When my kids complain about another kid, “That kid is so weird.” Or “That kid is so annoying.” Or even so far as, “I hate that kid because…” I point out that we’re not going to get along with everyone we meet. And that’s OK. BUT BUT BUT I say to them, “God loves that annoying kid just as much as He loves you. God created that kid with that personality. Maybe you don’t have to be friends with him or her if you don’t get along well, but you do need to respect that kid as a person and treat them the way you want to be treated.”
What Could Changes Look Like in the Future?
I’m so thankful that we’ve had the opportunity to live in a country for the last two years that is just about as diverse as it gets. Singapore has done its best to create a society where every race, culture, and religion is celebrated and honored. This came about due to serious racial tensions in the 1960s that led to riots and killings. The government stepped in and did something about it.
Now it’s one of the safest places on earth. It’s not perfect. Nowhere and nothing is perfect and never will be. But this country is committed to creating a safe place for everyone.
That means they’ve had to be more controlling than Americans would like or put up with. Because people just can’t seem to make it happen on their own. But I hope that will change in America. People are so tired of the whole thing. Finally. It’s long overdue. Our kids are not going to have the same worldview that we grew up with. I’m so thankful.
Hope For the Next Generation
My kids have had the opportunity to live in a society and go to a school where every individual is respected. This was something I wanted for them from the time they were born.

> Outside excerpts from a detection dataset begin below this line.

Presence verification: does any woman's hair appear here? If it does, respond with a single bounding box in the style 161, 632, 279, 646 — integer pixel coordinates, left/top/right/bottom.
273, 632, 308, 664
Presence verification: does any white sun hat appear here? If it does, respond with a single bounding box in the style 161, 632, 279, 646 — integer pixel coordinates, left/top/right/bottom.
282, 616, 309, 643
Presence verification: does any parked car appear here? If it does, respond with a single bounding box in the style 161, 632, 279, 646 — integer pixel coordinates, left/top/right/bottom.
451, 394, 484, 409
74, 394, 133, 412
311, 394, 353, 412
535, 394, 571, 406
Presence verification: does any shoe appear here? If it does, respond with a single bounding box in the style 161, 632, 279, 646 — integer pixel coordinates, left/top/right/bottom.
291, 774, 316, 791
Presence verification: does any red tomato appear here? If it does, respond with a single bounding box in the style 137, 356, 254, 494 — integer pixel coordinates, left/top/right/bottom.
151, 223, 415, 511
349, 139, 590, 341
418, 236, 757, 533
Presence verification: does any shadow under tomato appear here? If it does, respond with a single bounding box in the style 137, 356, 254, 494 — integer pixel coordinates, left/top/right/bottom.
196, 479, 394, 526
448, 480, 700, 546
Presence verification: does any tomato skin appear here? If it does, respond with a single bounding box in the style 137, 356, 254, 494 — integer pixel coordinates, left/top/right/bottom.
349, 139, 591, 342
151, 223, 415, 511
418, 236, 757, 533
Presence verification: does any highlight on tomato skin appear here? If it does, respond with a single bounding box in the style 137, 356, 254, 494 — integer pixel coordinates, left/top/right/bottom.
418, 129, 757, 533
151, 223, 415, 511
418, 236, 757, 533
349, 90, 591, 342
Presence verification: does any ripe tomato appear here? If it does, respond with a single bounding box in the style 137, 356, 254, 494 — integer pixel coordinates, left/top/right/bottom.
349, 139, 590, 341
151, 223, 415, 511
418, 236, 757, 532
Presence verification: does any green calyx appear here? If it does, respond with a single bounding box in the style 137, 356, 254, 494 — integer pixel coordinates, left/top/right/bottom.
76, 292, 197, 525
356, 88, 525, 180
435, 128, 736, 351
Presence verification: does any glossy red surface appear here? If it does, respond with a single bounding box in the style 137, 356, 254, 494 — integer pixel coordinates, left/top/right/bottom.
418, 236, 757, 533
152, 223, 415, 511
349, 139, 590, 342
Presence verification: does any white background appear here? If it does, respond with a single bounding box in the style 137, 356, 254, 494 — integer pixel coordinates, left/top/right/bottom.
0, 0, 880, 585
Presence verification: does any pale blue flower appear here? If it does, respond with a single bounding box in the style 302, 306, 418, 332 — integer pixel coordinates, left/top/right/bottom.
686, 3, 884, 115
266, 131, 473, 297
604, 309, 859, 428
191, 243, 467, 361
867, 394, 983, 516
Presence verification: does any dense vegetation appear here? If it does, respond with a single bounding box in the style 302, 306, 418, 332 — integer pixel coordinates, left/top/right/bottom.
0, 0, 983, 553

We’re returning to the US in a couple of months, and I’m honestly terrified about what they’re returning to. I’m also thankful that they get to be a part of the next generation because I know they’re going to make a difference. They already are.
Lula was forwarding petitions around to family and friends and watching news and videos on YouTube about the protests and listening to Black voices. That’s not something we’ve pushed on them at all. It’s the dialogue and conversation that’s going on amongst 11-year-olds. That’s pretty cool to see.
From the Mouth of Babes
Because we were watching The Boy Who Harnessed the Wind, which had all Black faces, Diesel must’ve been thinking about the George Floyd protests. Suddenly he sat up and said, “You know what they need to do? Every policeman should be given a test before they’re allowed to be a policeman. They should be put in a situation where they have to react to four different people: a white woman, a white man, a black woman, a black man. If they treat all four people exactly the same, then they can become a policeman.”
From the mouth of babes.
Racism Isn’t a Gene
Racism isn’t a gene. Prejudice isn’t a gene. Sexism isn’t a gene. Bias isn’t a gene. It’s taught. So what are you teaching in your home?
Am I dumbing this huge issue down? Maybe I am. Maybe I have no idea what I’m talking about and you think I’m naive and sheltered. But I see and hear my children. I see their response to others. The ease they accept people with, and I know I’m not completely unrealistic or living some pipe dream.
A Boy’s Response
Diesel was so convicted and moved by George Floyd’s story that he wrote a rap about it. His sister helped him with a couple of lines, but other than that, he wrote this on his own. Jay laid down a loop behind it, which Diesel didn’t even want to do. He said he didn’t want to make a big deal out of it but just wanted to get this message out to people. He thinks that this rap could change people’s minds… even change the world. So we helped him make that happen and are helping him get his message out.
We firmly believe that good, honest police officers far outweigh the bad ones. We also are not very political people and are not trying to make any kind of political statement here. We believe in the worthiness of every human being, and we believe that our children are the voice of the future who are not waiting to make their voices heard.